The remaining 12 Recommendations were made at the completion of the Investigation and were as follows:
- that the Royal Air Force standardise the terminology used to describe the canopy ‘jettison’ handle (locking lever) fitted to the Grob 115E (Tutor) in order to avoid confusion and to clarify its function.
- that the European Aviation Safety Agency review the certification of the canopy jettison system on the Grob 115 E, to ensure that it complies with the requirements of CS 23.807 with specific regard to the jettison characteristics up to VDO and simplicity and ease of operation.
- that the Royal Air Force consider standardising the position and operation of the D-ring on parachutes used in Tutor, Viking and Vigilant aircraft.
- that the Royal Air Force ensure that the medical history of pilots is reviewed when they initially apply to join an Air Experience Flight.
- that the Royal Air Force ensures that all medical limitations relating to Air Experience Flight pilots are recorded in their F5000 (record of flying training).
- that the Royal Air Force review their policy on pilots flying with Ankylosing Spondylitis.
- that the Royal Air Force review their policy for the retention of the complete flying training records of Volunteer Reserve pilots, so that they are available to their supervising officers
- that 1 Elementary Flying Training School review their risk assessment for Air Experience Flight aircraft operating in areas of high traffic density.
- that the Civil Aviation Authority, in light of changing technology and regulation, review their responses to AAIB Safety Recommendations 2005-006 and 2005-008  relating to the electronic conspicuity of gliders and light aircraft.
- that the Civil Aviation Authority liaise with the Sporting Associations and the Ministry of Defence, with a view to developing a web-based tool to alert airspace users to planned activities that may result in an unusually high concentration of air traffic.
- that the Royal Air Force review the communication procedures between military Air Traffic Control units and Air Experience Flights to ensure that the supervising officer is made aware of significant changes to the local flying environment.
[2010-043] Bold text
- that the Royal Air Force review their policy concerning cockpit checks undertaken to support medical assessments.
The Final Report of the Investigation was published on 14 September 2010.
- ^ Previous AAIB Safety Recommendations
Following mid-air collisions involving two gliders in April 2004 and a helicopter and microlight aircraft in July 2004, the AAIB issued the following Safety Recommendations to the CAA:
Safety Recommendation 2005-006. It is recommended that the Civil Aviation Authority should initiate further studies into ways of improving the conspicuity of gliders and light aircraft, to include visual and electronic surveillance means, and require the adoption of measures that are likely to be cost-effective in improving conspicuity.
The CAA rejected this recommendation.
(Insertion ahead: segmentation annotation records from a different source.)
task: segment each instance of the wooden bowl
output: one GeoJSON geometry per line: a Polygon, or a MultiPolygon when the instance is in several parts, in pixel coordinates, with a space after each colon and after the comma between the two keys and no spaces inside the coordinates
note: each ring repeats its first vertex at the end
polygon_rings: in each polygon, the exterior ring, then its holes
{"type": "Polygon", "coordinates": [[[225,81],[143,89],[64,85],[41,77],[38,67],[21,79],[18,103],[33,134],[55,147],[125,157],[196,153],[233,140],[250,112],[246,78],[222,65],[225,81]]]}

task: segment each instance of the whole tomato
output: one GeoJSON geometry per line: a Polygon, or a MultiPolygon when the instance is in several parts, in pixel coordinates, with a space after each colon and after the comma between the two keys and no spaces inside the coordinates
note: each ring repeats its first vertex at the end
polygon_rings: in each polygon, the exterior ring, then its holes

In their response they stated that ‘…it is considered most practicable at this time to enhance publicity of the risk of collision through poor or inadequate visual outlook.’
Safety Recommendation 2005-008. It is recommended that the Civil Aviation Authority should promote international co-operation and action to improve the conspicuity of gliders and light aircraft through visual and electronic methods.
The CAA rejected this recommendation insofar as it was directed to light aircraft for the same reasons given in their response to Safety Recommendation 2005-006. At the time, the CAA stated that they had no regulatory power to require adoption of the recommended measure by gliders.
In 2008 the CAA proposed to widen the mandatory carriage of Mode S transponders to the majority of the aviation community. Following a public consultation exercise, the CAA withdrew this proposal and instead introduced small volumes of airspace where transponder carriage would be mandatory.